(This one's been heavily paraphrased, for reasons of space. The gist still comes through, I think.)
"Here's what happened to him. Going to lunch he passed an office-building that was being put up--kust the skeleton. A beam or something fell eight or ten stories down and smacked the sidewalk alongside him. ... He was scared stiff of course, he said, but he was more shocked than really frightened. He felt like somebody had taken the lid off life and let him really look at the works.
"The life he knew was a clearn orderly sane responsible affair. Now a falling beam had shown him that life was fundamentally none of these things. He, the good citizen-husband-father, could be wiped out between office and restaurant by the accident of a falling beam.
"It was not, primarily, the injustice of it that disturbed him: he accepted that after the first shock. What disturbed him was the discovery that in sensibly ordering his affairs he had got out of step, and not into step, with life. ... Life could be ended for him at random by a falling beam: he would change his life at random by simply going away. He loved his family, he said, as much as he supposed was usual, but he knew he was leaving them adequately provided for, and his love for them was not of the sort that would make absence painful.

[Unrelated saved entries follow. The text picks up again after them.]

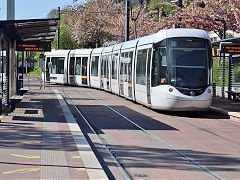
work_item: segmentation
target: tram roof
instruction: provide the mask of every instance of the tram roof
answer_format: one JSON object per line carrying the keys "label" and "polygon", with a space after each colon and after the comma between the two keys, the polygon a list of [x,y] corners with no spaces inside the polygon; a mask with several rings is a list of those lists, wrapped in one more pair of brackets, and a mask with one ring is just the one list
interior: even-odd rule
{"label": "tram roof", "polygon": [[114,46],[104,47],[102,53],[103,53],[103,54],[112,53],[113,47],[114,47]]}
{"label": "tram roof", "polygon": [[129,49],[129,48],[135,48],[137,46],[138,41],[139,41],[139,38],[131,40],[131,41],[124,42],[121,50]]}
{"label": "tram roof", "polygon": [[55,50],[55,49],[52,49],[51,52],[45,52],[45,55],[48,56],[48,55],[51,55],[51,56],[65,56],[69,53],[70,50]]}
{"label": "tram roof", "polygon": [[174,37],[195,37],[209,39],[208,34],[201,29],[188,29],[188,28],[176,28],[176,29],[164,29],[155,34],[144,36],[139,39],[138,46],[146,44],[158,43],[167,38]]}
{"label": "tram roof", "polygon": [[93,49],[92,55],[100,55],[102,53],[103,47]]}
{"label": "tram roof", "polygon": [[54,41],[60,18],[0,21],[0,28],[10,40]]}
{"label": "tram roof", "polygon": [[70,55],[84,55],[89,56],[93,49],[75,49],[70,51]]}
{"label": "tram roof", "polygon": [[116,52],[116,51],[119,51],[119,50],[121,49],[122,45],[123,45],[123,42],[120,43],[120,44],[114,45],[114,47],[113,47],[113,52],[114,52],[114,51],[115,51],[115,52]]}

"[He] settled in Spoke and got married. His second wife didn't look like the first, but they were more alike than they were different. You know, the kind of women that play fair games of golf and bridge and like new salad recipes. He wasn't sorry for what he had done. It seemed reasonable enough to him. I don't think he even knew he had settled back naturally into the same groove he had jumped out of in Tacoma. But that's the part of it I always liked. He adjusted himself to beams falling, and then no more of them fell, and he adjusted himself to them not falling."